String return values

For bindings, C strings returned by Lua functions are mapped to opaque TYPE(C_PTR) handle. The subroutines C_F_STR and C_F_STRL convert it to Fortran string. For simplicity, such functions always have wrappers.

C pointers

When C pointer doesn’t mean that argument is passed by reference, it is passed and returned as opaque TYPE(C_PTR) entity. This is sufficient for the most functions and macros. However, luaL_addchar and luaL_addsize macros use pointer arithmetics. To make it, the pointers are converted to (and back) C_INTPTR_T addresses with the TRANSFER intrinsic.

Warning
 We assume that the TYPE(C_PTR) datum is physically the same as corresponding C pointer value and as the INTEGER(C_INTPTR_T) value. This assumption was tested for GNU and Intel Fortran compilers.

Fortran constants

Lua has constants which are defined in header files. Some are chosen during installation: LUA_MINSTACK and LUA_IDSIZE. The constant LUAL_BUFFERSIZE depends on OS parameters.

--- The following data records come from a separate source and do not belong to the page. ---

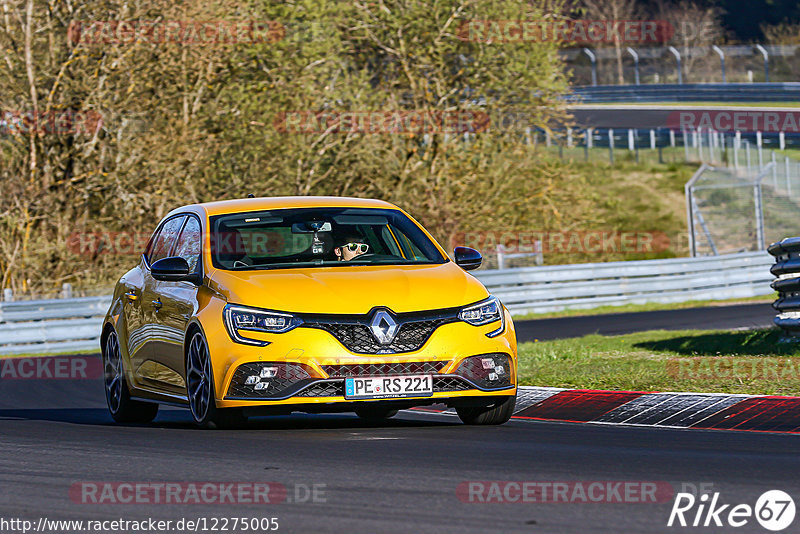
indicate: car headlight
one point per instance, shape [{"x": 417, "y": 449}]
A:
[
  {"x": 485, "y": 312},
  {"x": 240, "y": 319}
]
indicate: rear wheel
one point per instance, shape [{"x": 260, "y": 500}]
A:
[
  {"x": 120, "y": 405},
  {"x": 375, "y": 414},
  {"x": 200, "y": 389},
  {"x": 495, "y": 414}
]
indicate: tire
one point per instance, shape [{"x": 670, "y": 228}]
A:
[
  {"x": 495, "y": 414},
  {"x": 200, "y": 389},
  {"x": 375, "y": 415},
  {"x": 120, "y": 405}
]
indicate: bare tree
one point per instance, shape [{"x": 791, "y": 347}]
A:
[{"x": 614, "y": 11}]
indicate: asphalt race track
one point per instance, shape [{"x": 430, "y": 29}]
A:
[
  {"x": 399, "y": 477},
  {"x": 740, "y": 316}
]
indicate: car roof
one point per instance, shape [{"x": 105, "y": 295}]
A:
[{"x": 242, "y": 205}]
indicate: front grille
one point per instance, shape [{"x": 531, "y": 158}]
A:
[
  {"x": 357, "y": 337},
  {"x": 495, "y": 375},
  {"x": 333, "y": 388},
  {"x": 383, "y": 369},
  {"x": 449, "y": 383}
]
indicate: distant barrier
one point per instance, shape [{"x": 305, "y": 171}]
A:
[
  {"x": 787, "y": 284},
  {"x": 690, "y": 92}
]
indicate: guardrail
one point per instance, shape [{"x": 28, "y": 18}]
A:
[
  {"x": 62, "y": 325},
  {"x": 585, "y": 286},
  {"x": 689, "y": 92},
  {"x": 787, "y": 284}
]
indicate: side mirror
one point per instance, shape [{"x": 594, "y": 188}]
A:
[
  {"x": 467, "y": 258},
  {"x": 175, "y": 269}
]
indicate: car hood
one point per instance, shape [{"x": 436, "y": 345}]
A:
[{"x": 351, "y": 290}]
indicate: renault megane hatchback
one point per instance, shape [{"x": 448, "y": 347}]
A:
[{"x": 272, "y": 305}]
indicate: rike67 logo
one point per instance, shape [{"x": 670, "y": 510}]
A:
[{"x": 774, "y": 510}]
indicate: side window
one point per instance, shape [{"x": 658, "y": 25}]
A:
[
  {"x": 188, "y": 246},
  {"x": 162, "y": 245}
]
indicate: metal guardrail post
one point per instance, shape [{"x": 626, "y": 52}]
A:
[
  {"x": 635, "y": 57},
  {"x": 593, "y": 59},
  {"x": 766, "y": 61},
  {"x": 760, "y": 244},
  {"x": 690, "y": 202},
  {"x": 721, "y": 54},
  {"x": 678, "y": 59}
]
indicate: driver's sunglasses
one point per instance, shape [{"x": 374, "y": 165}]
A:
[{"x": 361, "y": 248}]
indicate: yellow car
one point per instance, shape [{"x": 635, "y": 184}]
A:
[{"x": 268, "y": 306}]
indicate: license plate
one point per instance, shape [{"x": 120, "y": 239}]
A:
[{"x": 380, "y": 387}]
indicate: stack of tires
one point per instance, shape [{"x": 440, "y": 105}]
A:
[{"x": 787, "y": 284}]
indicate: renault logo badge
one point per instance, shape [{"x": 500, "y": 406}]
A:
[{"x": 383, "y": 327}]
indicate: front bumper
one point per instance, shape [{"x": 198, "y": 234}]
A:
[{"x": 321, "y": 364}]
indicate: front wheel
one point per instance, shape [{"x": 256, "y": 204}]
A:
[
  {"x": 495, "y": 414},
  {"x": 120, "y": 405},
  {"x": 200, "y": 389}
]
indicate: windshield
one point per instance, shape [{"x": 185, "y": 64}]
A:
[{"x": 313, "y": 237}]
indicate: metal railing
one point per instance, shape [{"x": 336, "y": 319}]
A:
[{"x": 64, "y": 325}]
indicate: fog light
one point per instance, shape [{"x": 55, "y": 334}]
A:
[{"x": 269, "y": 372}]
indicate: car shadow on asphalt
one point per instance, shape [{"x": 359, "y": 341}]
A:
[{"x": 180, "y": 419}]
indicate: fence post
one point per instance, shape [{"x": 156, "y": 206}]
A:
[
  {"x": 593, "y": 59},
  {"x": 678, "y": 59},
  {"x": 635, "y": 57},
  {"x": 686, "y": 146},
  {"x": 774, "y": 171},
  {"x": 721, "y": 54},
  {"x": 611, "y": 145},
  {"x": 747, "y": 152}
]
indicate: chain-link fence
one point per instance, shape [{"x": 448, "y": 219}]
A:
[
  {"x": 743, "y": 208},
  {"x": 703, "y": 64}
]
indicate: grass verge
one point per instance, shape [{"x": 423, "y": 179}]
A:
[{"x": 750, "y": 362}]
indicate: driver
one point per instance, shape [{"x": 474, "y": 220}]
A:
[{"x": 349, "y": 247}]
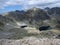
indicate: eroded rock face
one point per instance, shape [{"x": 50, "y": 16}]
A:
[{"x": 30, "y": 41}]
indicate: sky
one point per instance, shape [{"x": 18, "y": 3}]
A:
[{"x": 12, "y": 5}]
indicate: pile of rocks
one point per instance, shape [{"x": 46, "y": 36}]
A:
[{"x": 30, "y": 41}]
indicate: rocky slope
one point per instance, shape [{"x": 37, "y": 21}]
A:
[
  {"x": 30, "y": 41},
  {"x": 34, "y": 17}
]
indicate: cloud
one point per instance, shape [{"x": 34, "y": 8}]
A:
[{"x": 26, "y": 4}]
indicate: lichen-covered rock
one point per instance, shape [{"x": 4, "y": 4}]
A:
[{"x": 30, "y": 41}]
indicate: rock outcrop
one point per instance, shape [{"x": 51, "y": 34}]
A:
[{"x": 30, "y": 41}]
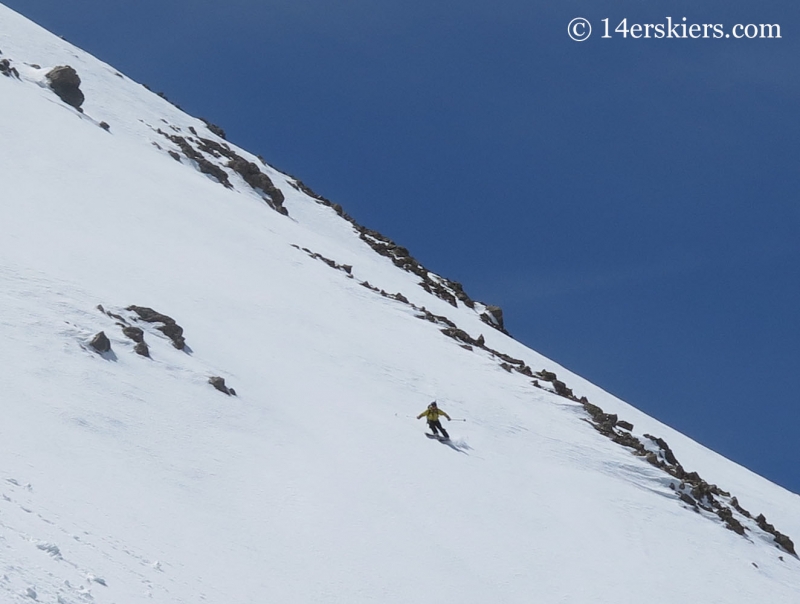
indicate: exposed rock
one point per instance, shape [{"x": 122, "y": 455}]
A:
[
  {"x": 65, "y": 82},
  {"x": 461, "y": 335},
  {"x": 496, "y": 313},
  {"x": 215, "y": 129},
  {"x": 254, "y": 177},
  {"x": 668, "y": 454},
  {"x": 780, "y": 538},
  {"x": 219, "y": 384},
  {"x": 204, "y": 165},
  {"x": 739, "y": 508},
  {"x": 169, "y": 327},
  {"x": 561, "y": 389},
  {"x": 547, "y": 376},
  {"x": 100, "y": 343},
  {"x": 7, "y": 70},
  {"x": 134, "y": 333},
  {"x": 731, "y": 523}
]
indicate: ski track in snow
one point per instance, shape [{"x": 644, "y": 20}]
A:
[{"x": 127, "y": 479}]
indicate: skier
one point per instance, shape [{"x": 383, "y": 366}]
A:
[{"x": 432, "y": 414}]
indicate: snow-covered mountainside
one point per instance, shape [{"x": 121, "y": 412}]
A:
[{"x": 127, "y": 476}]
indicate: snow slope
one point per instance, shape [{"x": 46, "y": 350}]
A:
[{"x": 127, "y": 479}]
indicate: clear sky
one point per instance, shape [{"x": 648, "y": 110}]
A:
[{"x": 631, "y": 203}]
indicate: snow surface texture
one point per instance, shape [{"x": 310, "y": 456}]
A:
[{"x": 130, "y": 479}]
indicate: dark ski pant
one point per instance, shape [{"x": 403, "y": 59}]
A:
[{"x": 435, "y": 426}]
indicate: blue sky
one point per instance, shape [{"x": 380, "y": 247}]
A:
[{"x": 631, "y": 204}]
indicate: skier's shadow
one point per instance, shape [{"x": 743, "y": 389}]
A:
[{"x": 461, "y": 448}]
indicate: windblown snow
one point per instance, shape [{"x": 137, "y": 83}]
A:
[{"x": 128, "y": 478}]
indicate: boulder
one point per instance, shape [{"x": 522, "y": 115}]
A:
[
  {"x": 100, "y": 343},
  {"x": 65, "y": 82}
]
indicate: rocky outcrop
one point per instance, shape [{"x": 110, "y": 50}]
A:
[
  {"x": 219, "y": 384},
  {"x": 65, "y": 82},
  {"x": 101, "y": 343},
  {"x": 204, "y": 165},
  {"x": 690, "y": 488},
  {"x": 168, "y": 325},
  {"x": 450, "y": 291},
  {"x": 7, "y": 70}
]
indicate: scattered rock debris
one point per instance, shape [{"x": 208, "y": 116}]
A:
[
  {"x": 101, "y": 343},
  {"x": 65, "y": 82},
  {"x": 168, "y": 325},
  {"x": 7, "y": 70},
  {"x": 451, "y": 292},
  {"x": 219, "y": 384},
  {"x": 196, "y": 149}
]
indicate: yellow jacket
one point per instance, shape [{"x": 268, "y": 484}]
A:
[{"x": 432, "y": 414}]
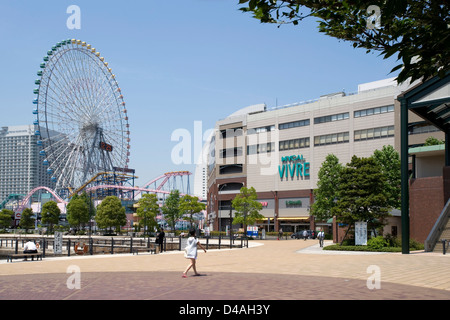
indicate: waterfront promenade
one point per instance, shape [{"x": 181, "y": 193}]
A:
[{"x": 267, "y": 270}]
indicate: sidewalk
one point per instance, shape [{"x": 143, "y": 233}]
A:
[{"x": 293, "y": 269}]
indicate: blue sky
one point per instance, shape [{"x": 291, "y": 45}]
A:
[{"x": 178, "y": 62}]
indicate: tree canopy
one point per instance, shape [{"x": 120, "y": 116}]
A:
[
  {"x": 417, "y": 31},
  {"x": 50, "y": 214},
  {"x": 77, "y": 212},
  {"x": 111, "y": 213},
  {"x": 171, "y": 208},
  {"x": 190, "y": 205},
  {"x": 26, "y": 220},
  {"x": 148, "y": 210},
  {"x": 327, "y": 188},
  {"x": 361, "y": 195}
]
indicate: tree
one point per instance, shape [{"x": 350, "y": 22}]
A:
[
  {"x": 111, "y": 213},
  {"x": 327, "y": 188},
  {"x": 246, "y": 207},
  {"x": 361, "y": 193},
  {"x": 77, "y": 212},
  {"x": 6, "y": 217},
  {"x": 171, "y": 208},
  {"x": 432, "y": 141},
  {"x": 148, "y": 210},
  {"x": 416, "y": 30},
  {"x": 389, "y": 161},
  {"x": 26, "y": 220},
  {"x": 50, "y": 214},
  {"x": 190, "y": 205}
]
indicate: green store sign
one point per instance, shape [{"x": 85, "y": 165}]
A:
[{"x": 293, "y": 166}]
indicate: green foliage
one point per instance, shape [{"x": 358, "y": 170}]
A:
[
  {"x": 327, "y": 188},
  {"x": 171, "y": 208},
  {"x": 50, "y": 214},
  {"x": 190, "y": 205},
  {"x": 417, "y": 31},
  {"x": 111, "y": 213},
  {"x": 77, "y": 212},
  {"x": 26, "y": 220},
  {"x": 246, "y": 207},
  {"x": 377, "y": 243},
  {"x": 361, "y": 194},
  {"x": 6, "y": 217},
  {"x": 148, "y": 210},
  {"x": 432, "y": 141}
]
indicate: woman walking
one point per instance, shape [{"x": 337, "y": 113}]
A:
[{"x": 191, "y": 252}]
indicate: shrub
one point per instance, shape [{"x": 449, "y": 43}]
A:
[{"x": 377, "y": 243}]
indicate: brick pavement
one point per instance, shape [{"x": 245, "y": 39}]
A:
[{"x": 291, "y": 270}]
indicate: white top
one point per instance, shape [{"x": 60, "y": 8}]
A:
[{"x": 192, "y": 248}]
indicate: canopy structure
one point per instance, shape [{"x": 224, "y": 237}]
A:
[{"x": 431, "y": 101}]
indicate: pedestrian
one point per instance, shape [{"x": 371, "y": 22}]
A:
[
  {"x": 321, "y": 236},
  {"x": 305, "y": 234},
  {"x": 30, "y": 247},
  {"x": 161, "y": 239},
  {"x": 190, "y": 252}
]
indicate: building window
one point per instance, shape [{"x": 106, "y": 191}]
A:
[
  {"x": 261, "y": 129},
  {"x": 331, "y": 118},
  {"x": 261, "y": 148},
  {"x": 294, "y": 124},
  {"x": 373, "y": 111},
  {"x": 294, "y": 144},
  {"x": 230, "y": 169},
  {"x": 334, "y": 138},
  {"x": 231, "y": 152},
  {"x": 374, "y": 133},
  {"x": 232, "y": 132}
]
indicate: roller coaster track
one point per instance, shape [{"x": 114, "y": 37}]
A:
[{"x": 165, "y": 177}]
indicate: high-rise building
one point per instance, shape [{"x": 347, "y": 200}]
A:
[{"x": 21, "y": 166}]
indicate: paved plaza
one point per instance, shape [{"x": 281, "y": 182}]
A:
[{"x": 267, "y": 270}]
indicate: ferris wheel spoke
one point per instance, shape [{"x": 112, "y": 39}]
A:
[{"x": 79, "y": 105}]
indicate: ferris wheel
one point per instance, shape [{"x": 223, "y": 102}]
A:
[{"x": 81, "y": 120}]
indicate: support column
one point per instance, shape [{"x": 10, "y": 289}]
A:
[
  {"x": 447, "y": 149},
  {"x": 404, "y": 175}
]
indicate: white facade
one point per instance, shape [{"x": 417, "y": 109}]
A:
[
  {"x": 280, "y": 151},
  {"x": 21, "y": 168}
]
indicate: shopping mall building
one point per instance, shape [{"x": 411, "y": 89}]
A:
[{"x": 279, "y": 152}]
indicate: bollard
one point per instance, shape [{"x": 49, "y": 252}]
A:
[
  {"x": 69, "y": 243},
  {"x": 131, "y": 244},
  {"x": 91, "y": 246}
]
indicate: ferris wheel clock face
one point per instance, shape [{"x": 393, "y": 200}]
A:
[{"x": 81, "y": 119}]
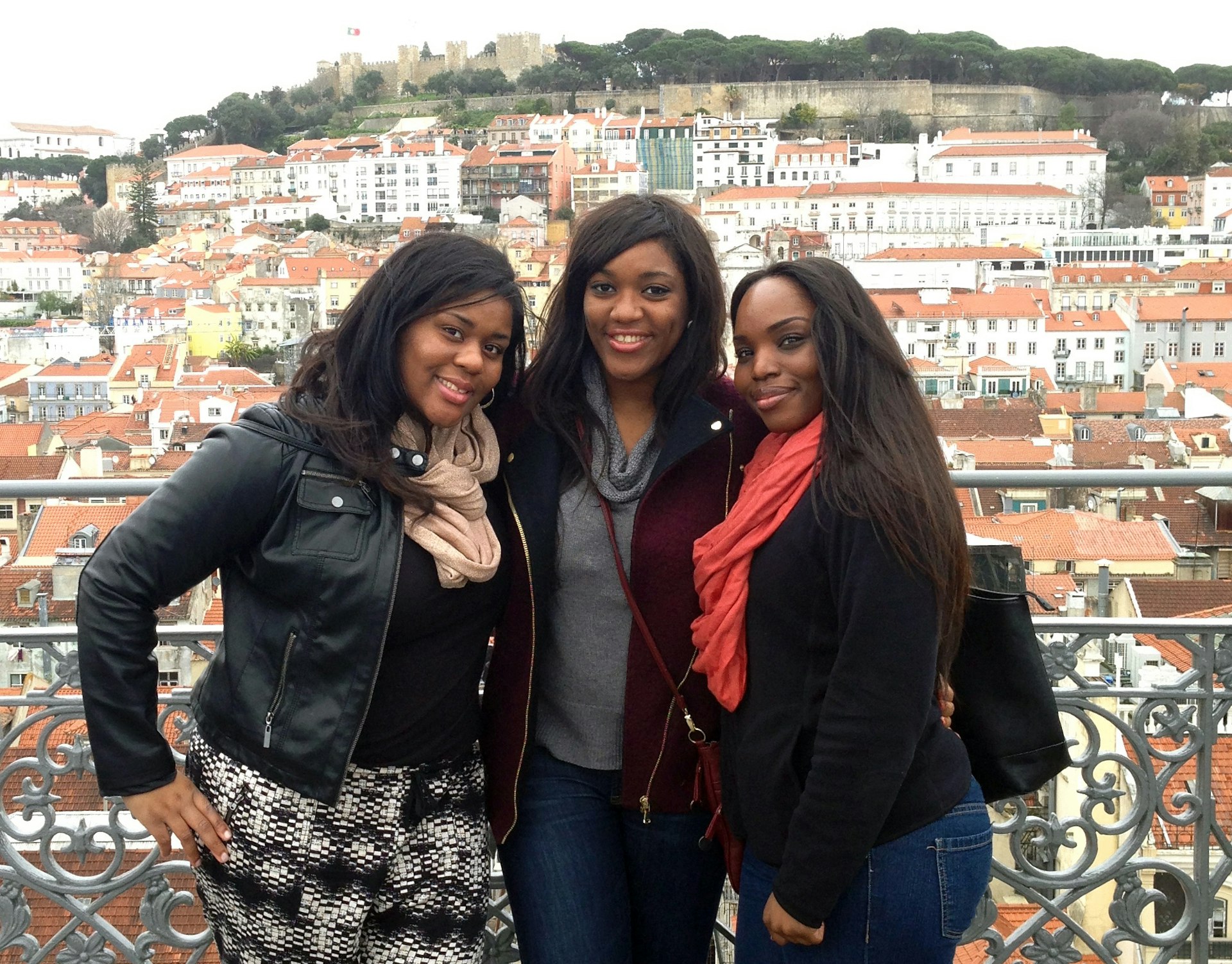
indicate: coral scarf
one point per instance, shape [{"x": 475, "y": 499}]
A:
[
  {"x": 456, "y": 530},
  {"x": 774, "y": 480}
]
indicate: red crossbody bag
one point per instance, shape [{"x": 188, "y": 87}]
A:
[{"x": 708, "y": 782}]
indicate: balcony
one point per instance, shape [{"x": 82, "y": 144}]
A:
[{"x": 1100, "y": 862}]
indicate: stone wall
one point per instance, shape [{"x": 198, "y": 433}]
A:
[{"x": 930, "y": 106}]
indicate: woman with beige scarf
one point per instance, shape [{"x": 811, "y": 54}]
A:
[{"x": 332, "y": 803}]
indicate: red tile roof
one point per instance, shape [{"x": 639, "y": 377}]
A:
[
  {"x": 1066, "y": 535},
  {"x": 1051, "y": 586},
  {"x": 20, "y": 439},
  {"x": 22, "y": 468},
  {"x": 1009, "y": 253},
  {"x": 56, "y": 523},
  {"x": 995, "y": 151}
]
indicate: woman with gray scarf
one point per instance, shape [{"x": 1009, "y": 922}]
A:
[{"x": 593, "y": 787}]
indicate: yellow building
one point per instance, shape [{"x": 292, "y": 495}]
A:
[
  {"x": 1170, "y": 199},
  {"x": 211, "y": 326}
]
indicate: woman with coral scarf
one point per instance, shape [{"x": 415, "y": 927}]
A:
[{"x": 832, "y": 598}]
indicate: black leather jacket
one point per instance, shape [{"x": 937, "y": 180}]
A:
[{"x": 309, "y": 561}]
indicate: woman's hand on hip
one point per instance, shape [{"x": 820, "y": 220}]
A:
[
  {"x": 786, "y": 930},
  {"x": 182, "y": 809},
  {"x": 945, "y": 701}
]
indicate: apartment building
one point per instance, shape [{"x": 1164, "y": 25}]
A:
[
  {"x": 733, "y": 152},
  {"x": 61, "y": 391}
]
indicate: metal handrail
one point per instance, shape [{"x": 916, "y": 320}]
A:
[{"x": 1057, "y": 478}]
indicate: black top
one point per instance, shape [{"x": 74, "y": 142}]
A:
[
  {"x": 838, "y": 744},
  {"x": 425, "y": 704}
]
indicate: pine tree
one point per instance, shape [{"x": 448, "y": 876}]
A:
[{"x": 142, "y": 203}]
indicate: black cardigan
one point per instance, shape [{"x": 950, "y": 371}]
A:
[{"x": 838, "y": 744}]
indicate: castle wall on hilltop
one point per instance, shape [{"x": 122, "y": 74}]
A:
[{"x": 515, "y": 52}]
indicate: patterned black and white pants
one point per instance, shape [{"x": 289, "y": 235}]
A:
[{"x": 396, "y": 871}]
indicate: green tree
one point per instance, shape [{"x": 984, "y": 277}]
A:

Since there is no way to read these header files in Fortran, you should specify the configuration constants in Fortran file luaf_conf.fi manually or generate this file with genconf utility (see Sources, Installation sections).

Source structure

The project consists of main file luaf.f90 and include files:

  • luaf_int.fi contains generated bindings,

  • luaf_const.fi contains generated definitions of constants,

  • luaf_conf.fi contains definition of configuration constants.

genconf (compiled from genconf.c source) is a simple tool to generate luaf_conf.fi from current Lua installation and system settings. It writes contents of luaf_conf.fi to stdout. The typical usage is:

gcc genconf.c -o genconf -I /usr/include/lua5.1
./genconf > luaf_conf.fi

Templates of configuration file are called luaf_conf_linux.fi and luaf_conf_win.fi. They contain default Lua values of LUA_MINSTACK and LUA_IDSIZE and system-specific buffer sizes LUAL_BUFFERSIZE.

There is also test directory which contains test file and build file for CMake.

Installation

No special installation is intended.

First, generate the file luaf_conf.fi. Or use template file and edit it by hand. Next, just copy the following files to your project:

  • luaf.f90

  • luaf_int.fi

  • luaf_const.fi

  • luaf_conf.fi

Then, include USE LUAF in your project where the bindings are required.

Please see test/CMakeLists.txt for example of compilation scenario. It includes auto-generation of luaf_conf.fi file.